As we leave summer and head towards what is typically the busiest time of the year in the Birmingham property market, we look back at the trends and statistics of 2023's third quarter. Property prices continue to change, and the levelling out of interest rates have seen varying moods in the property market.


Activity levels have been resilient; sales agreed were slightly down in August but this is expected during the summer holiday period. Price adjustments have been high on the agenda as vendors expectations are adjusted. 

Our main challenge is stock, with fewer properties coming to the market. On the plus side, this has shielded us from any significant price falls. A lack of good quality stock for downsizers, such as small build redevelopments, is preventing major stock release.

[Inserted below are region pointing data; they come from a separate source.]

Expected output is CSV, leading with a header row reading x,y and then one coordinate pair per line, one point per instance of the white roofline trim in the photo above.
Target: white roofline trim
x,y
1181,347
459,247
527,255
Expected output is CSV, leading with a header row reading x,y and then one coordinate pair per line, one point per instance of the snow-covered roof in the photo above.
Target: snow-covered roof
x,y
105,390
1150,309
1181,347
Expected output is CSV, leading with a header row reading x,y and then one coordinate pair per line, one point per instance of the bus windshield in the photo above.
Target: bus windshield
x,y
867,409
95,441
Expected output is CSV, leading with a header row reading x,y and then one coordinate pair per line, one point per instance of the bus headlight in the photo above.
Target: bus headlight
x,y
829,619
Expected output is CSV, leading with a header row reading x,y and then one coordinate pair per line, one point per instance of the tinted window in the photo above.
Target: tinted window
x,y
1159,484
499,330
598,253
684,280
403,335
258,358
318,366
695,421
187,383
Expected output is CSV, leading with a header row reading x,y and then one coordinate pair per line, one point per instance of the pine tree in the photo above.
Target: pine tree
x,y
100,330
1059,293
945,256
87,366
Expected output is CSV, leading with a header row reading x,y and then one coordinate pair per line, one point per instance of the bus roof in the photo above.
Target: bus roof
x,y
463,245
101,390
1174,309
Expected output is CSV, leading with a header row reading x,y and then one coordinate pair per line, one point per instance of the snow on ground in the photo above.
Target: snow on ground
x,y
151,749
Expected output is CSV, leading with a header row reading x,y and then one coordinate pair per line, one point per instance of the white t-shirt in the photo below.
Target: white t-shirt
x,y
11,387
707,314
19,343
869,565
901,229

Despite the seasonal slowdown, the market has not lost momentum; our applicant registration is very strong and all signs are pointing to us entering a busier market.

Having experienced less price growth than other property types, studio and 1-beds are relatively more affordable, and increasingly popular with couples.

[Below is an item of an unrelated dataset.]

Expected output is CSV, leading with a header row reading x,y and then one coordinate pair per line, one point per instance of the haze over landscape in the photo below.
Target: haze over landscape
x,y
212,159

Mortgage rates are heading in the right direction, and people are accepting current rates as the norm and building them into their affordability. There are active buyers in all areas of the market for good quality, correctly priced properties.


We have seen lower levels of churn in our rental market, with fewer checkouts over the last quarter. People are renting for longer and Birmingham, a vibrant city with easy access to rural areas, is a good place for renters to settle.

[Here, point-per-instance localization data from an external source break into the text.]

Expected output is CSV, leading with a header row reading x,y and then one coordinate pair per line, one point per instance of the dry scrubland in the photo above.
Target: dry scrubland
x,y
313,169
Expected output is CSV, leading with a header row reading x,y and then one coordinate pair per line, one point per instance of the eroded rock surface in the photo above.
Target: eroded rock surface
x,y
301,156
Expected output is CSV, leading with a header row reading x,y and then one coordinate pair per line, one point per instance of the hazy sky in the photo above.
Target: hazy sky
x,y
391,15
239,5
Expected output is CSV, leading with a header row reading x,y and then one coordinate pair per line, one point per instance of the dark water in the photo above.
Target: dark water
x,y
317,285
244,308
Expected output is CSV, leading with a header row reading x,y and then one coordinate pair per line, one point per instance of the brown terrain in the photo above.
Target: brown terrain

Rents are still being pushed up and demand is strong, with rents typically rising from 10-15% on any relet and 5-10% on renewal. We haven’t seen any spike in renters falling into arrears. This has remained steady, partly driven by the choice and quality of the properties we manage, spread between the city centre, rural and suburban markets.

People are generally adjusting their lifestyles in the face of higher rents, prioritising the roof over their head and changing their spending habits. Increasing numbers of couples are considering renting smaller properties, attracted by reduced bills and council tax, and these are letting very quickly. Renters and buyers alike are taking energy efficiency into consideration, as they build bills into affordability calculations.

Although we have seen an increase into enquiries from landlords about their properties’ worth, we have not seen any dramatic landlord exodus. However, the introduction of Selective Licensing in Birmingham, which requires landlords to obtain a license as a prerequisite to letting out a property, has knocked landlord confidence, seeing it as another reduction to return on investment.


Despite changes in both the sales and lettings markets across Yorkshire, our teams of property experts continue to deliver brilliant service to our thousands of customers.

While we continue our efforts to grow the company even further, our teams produced the following numbers in Q3:

SALES (per branch)

  • 16 new instructions
  • 115 applicants
  • 7 contract exchanges
  • 7 applicants per property

LETTINGS (per branch)

  • 34 new instructions
  • 406 applicants
  • 12 applicants per property
  • 67 new tenancies agreed

Richard Crathorne, Chief Executive Officer, summarised: “Outwardly looking and adaptable, our team is here to assist and advise. We are adding new services that suit the ever-changing market.”